Monday, 29 April 2002
Impact of greenhouse warming on the variability of easterly waves, rainfall and convection over West Africa
Arona Diedhiou, LTHE/IRD, Grenoble, France; and J. F. Royer, I. Poccard, and T. Lebel
Poster PDF (129.1 kB)
Using a 1950-2050 transient simulation of the impact of increasing amounts of greenhouse gases and aerosols on climate performed by the coupled atmosphere-ocean general circulation model of Meteo-France, we have analyzed the variability of the African easterly waves, rainfall and convection.

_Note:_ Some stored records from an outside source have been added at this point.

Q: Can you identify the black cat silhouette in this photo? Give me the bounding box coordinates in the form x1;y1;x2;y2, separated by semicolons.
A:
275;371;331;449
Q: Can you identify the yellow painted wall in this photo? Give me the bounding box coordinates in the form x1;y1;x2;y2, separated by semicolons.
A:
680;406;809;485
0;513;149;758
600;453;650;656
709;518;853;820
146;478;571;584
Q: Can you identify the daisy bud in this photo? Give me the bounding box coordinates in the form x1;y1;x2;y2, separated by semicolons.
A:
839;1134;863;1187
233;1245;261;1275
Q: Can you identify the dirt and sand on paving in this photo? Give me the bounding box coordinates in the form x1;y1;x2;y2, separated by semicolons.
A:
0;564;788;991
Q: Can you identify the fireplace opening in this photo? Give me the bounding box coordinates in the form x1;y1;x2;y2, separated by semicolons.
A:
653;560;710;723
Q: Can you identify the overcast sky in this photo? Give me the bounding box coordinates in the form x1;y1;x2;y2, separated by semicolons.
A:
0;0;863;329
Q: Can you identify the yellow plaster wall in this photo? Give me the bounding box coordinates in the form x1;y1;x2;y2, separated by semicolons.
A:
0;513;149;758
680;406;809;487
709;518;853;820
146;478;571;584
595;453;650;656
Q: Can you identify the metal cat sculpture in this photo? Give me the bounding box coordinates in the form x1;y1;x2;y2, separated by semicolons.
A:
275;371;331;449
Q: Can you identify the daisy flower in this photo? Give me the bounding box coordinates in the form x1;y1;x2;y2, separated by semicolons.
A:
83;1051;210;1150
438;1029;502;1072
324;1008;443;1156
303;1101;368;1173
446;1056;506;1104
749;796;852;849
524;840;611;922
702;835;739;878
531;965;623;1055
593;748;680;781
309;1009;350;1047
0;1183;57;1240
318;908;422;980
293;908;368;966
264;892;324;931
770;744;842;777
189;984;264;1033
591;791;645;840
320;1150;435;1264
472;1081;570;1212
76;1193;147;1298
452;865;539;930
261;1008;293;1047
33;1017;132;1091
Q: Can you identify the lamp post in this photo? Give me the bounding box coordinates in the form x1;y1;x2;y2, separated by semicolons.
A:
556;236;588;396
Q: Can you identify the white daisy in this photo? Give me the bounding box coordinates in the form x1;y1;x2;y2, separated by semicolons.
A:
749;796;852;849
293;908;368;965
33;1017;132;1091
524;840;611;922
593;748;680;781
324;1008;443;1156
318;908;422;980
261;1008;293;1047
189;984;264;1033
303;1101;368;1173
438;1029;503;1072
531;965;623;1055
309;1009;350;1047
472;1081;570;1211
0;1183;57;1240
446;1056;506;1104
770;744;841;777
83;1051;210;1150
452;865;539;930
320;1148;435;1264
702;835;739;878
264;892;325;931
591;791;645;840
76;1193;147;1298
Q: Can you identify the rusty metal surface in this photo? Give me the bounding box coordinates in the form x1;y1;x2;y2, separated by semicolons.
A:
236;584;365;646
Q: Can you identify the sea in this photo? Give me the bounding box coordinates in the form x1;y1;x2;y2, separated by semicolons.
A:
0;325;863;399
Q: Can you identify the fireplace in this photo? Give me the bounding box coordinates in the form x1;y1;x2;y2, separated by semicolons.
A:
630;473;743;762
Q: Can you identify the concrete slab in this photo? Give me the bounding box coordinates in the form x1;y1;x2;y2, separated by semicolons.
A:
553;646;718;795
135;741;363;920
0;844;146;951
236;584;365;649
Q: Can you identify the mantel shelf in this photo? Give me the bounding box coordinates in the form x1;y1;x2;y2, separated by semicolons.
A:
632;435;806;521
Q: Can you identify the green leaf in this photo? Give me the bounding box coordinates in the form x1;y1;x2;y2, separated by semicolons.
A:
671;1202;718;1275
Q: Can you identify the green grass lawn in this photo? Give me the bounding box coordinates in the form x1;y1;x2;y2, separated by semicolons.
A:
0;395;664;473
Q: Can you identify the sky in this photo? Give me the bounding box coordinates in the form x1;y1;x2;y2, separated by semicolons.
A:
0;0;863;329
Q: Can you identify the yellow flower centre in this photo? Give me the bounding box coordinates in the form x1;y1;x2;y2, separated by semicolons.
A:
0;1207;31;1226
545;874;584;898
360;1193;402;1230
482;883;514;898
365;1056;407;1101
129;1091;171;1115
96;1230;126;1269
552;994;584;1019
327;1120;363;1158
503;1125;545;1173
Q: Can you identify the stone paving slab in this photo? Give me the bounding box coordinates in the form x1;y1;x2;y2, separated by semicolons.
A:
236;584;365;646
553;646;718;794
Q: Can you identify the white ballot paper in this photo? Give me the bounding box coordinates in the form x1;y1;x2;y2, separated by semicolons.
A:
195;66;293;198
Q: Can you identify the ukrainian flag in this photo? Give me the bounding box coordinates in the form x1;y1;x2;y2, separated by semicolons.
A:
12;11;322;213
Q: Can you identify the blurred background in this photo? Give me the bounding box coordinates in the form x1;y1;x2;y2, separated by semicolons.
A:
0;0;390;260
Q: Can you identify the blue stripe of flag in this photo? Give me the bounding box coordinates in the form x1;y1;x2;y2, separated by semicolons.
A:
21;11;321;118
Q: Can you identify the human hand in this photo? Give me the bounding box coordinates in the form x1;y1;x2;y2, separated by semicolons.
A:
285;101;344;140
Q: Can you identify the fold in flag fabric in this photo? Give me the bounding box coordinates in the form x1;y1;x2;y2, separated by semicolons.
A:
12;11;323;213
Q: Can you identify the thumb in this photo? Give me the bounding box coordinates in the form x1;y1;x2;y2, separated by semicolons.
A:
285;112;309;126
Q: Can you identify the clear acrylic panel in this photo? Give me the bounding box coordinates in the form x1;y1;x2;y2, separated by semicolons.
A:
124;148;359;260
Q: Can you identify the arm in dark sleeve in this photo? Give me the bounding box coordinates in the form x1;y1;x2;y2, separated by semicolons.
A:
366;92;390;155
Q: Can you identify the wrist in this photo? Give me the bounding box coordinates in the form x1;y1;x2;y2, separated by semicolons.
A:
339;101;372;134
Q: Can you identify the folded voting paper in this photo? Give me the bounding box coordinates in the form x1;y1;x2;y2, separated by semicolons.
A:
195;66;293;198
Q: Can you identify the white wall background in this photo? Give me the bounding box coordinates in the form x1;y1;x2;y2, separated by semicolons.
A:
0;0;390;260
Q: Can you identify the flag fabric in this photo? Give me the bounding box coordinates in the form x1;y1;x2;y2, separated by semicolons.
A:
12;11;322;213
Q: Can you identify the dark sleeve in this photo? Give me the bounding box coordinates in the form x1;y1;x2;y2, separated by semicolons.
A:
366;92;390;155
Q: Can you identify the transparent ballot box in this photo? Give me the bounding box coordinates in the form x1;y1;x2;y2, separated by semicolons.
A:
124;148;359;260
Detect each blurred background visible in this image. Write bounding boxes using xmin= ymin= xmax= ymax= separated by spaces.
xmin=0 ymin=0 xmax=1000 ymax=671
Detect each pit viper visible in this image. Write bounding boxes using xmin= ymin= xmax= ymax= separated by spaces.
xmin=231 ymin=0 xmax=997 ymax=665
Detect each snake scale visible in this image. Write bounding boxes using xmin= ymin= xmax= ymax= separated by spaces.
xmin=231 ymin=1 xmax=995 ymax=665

In this simulation, the observed gas concentrations have been updated each year from 1950 to 1999 and then according the estimation of the new scenario of IPCC from 2000 to 2050. Anthropogenic sulfate aerosols and ozone photochemistry have been taken into account. A validation study has been done using NCEP/NCAR reanalyses by considering the 1950-1969 wet period over West Africa, the 1970-1990 dry period and the recent period (1991-2000). The coupled model reproduces the main features of the West African climate and simulates a realistic seasonal cycle of rainfall and monsoon variability. However, rainfall is overestimated both in magnitude and in latitudinal evolution, while the Tropical Easterly Jet and the African Easterly Jet are underestimated in magnitude. A tendency to an increase of the temperature at 850 hPa over the whole domain has been simulated with an increase of rainfall over Sahel, while over Guinea Coast, there is almost no change. Overall, in spite of the systematic biases, the characteristics of the african easterly waves and their modulation of rainfall and temperature are well simulated by the coupled model. Their kinematics properties (tracks, wavelength and velocity) are realistic except that there is no clear propagation over the eastern Atlantic. The tendancy to an increase of rainfall over Sahel is coherent with a northward migration of easterly waves activity area.